Oil jumped more than 5 per cent over the weekend to around US$74 a barrel, reversing recent weakness, as investors took the view that hostilities between Israel and Iran will have a bigger impact on energy markets than the broader economy. Gold, too headed back towards its recent all-time high at just over US$3,400 an ounce.

But shares held onto their recent V-shaped rally from April’s ‘liberation day’ slump. Having fallen more than 20 per cent from February’s all-time high, US shares are back within a couple of percentage points of their peak. It’s an unusually strong rally and begs the question of whether the cyclical bull market that began in October 2022 is still intact. An equally plausible case can be made for a broad trading range between April’s low below 5,000 and today’s high of just over 6,000.

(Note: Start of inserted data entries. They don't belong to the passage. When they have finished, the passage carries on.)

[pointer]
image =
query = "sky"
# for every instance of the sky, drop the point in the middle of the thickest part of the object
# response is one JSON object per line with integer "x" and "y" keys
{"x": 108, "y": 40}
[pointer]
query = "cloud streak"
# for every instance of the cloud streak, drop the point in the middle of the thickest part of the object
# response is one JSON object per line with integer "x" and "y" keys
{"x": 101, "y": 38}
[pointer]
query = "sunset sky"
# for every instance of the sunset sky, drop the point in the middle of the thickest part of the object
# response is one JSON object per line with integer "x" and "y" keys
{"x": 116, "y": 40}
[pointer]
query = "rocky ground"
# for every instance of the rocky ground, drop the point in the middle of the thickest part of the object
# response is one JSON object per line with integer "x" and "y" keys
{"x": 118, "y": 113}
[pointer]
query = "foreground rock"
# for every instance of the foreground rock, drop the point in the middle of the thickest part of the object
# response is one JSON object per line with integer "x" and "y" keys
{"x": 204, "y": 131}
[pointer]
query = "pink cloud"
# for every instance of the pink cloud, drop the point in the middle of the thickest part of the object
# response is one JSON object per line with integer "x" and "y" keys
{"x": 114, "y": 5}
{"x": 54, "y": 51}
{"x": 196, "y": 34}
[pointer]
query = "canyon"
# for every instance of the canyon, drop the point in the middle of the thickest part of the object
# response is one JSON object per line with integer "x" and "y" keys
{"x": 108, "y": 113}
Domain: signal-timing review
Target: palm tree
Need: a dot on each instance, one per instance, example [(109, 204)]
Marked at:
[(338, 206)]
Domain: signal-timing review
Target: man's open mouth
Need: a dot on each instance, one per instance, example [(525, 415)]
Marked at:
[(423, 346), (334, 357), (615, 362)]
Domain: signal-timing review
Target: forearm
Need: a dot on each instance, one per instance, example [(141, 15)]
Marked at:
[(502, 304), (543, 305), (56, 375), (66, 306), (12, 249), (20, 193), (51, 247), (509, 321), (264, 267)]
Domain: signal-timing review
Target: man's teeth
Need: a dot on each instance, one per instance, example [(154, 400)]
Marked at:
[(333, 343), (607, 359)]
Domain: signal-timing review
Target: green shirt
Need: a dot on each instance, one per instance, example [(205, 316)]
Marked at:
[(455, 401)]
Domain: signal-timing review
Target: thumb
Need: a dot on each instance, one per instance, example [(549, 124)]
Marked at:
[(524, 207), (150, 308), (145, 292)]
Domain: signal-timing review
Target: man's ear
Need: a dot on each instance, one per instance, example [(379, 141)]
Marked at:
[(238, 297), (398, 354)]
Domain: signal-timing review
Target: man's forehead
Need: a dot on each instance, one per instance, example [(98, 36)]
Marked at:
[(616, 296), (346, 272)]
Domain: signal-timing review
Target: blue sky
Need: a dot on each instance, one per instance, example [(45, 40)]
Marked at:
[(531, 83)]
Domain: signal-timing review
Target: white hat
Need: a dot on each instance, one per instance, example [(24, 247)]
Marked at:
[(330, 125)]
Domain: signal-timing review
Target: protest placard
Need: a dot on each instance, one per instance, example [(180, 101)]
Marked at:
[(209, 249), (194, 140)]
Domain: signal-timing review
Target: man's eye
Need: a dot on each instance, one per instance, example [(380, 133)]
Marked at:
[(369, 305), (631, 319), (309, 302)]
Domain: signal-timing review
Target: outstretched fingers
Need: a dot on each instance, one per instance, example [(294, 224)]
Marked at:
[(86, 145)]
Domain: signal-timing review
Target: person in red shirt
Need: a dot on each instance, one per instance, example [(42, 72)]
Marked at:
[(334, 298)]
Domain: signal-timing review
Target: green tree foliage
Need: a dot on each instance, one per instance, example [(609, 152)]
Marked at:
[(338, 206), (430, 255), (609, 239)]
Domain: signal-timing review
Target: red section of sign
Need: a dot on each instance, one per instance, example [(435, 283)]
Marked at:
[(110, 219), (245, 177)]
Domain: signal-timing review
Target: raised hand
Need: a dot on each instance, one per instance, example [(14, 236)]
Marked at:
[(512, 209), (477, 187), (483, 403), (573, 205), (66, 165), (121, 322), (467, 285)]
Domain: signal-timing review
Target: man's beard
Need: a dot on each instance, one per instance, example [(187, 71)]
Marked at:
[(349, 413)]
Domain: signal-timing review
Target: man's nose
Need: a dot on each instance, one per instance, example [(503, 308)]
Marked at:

Earnings, the key driver of share prices in the long run, are at an interesting juncture. Stuck in a summer results lull, attention has shifted to earnings forecasts, which are easing back in the US while nudging ahead over here in Europe. That argues for a narrowing of the valuation gap on either side of the Atlantic and suggests that the ongoing rotation out of US markets and into the rest of the world, could have further to go.

Bonds meanwhile are range-bound with yields caught in a two-way pull between flat to lower interest rates on the one-hand and a rising term premium on the other. The term premium refers to the extra yield investors demand to compensate them for the inflation and default risks of lending for longer periods of time. At 4.4 per cent, 10-year US Treasury yields are caught between the 3.5 per cent or so that interest rate expectations might imply and the 5.5 per cent that the long-term premium might suggest.

Central bank focus

The outlook for interest rates is back on the radar this week with central banks all around the world getting ready to announce policy decisions. The US Federal Reserve (Fed), the most widely watched, is expected to leave rates unchanged at between 4.25 per cent and 4.5 per cent as chair Jerome Powell resists pressure from the White House to cut rates more quickly.

The Fed is waiting to see what the impact of US tariffs will be on growth and inflation in the domestic economy. With inflation hovering just above target and the outlook for growth slightly improving there is little incentive for the bank to move yet and Goldman Sachs thinks there will be no reduction in the cost of borrowing before December.

In the UK, rates are also likely to stay unchanged this week although the Bank of England does look to be on a steady easing path with cuts happening every other month as the Bank weighs a weakening economy with still persistent inflation. The Bank of Japan is also likely on hold, although inflation is a growing concern. In Switzerland, by contrast, there’s speculation that interest rates could head back into negative territory as deflation rears its head on the back of a soaring Swiss currency.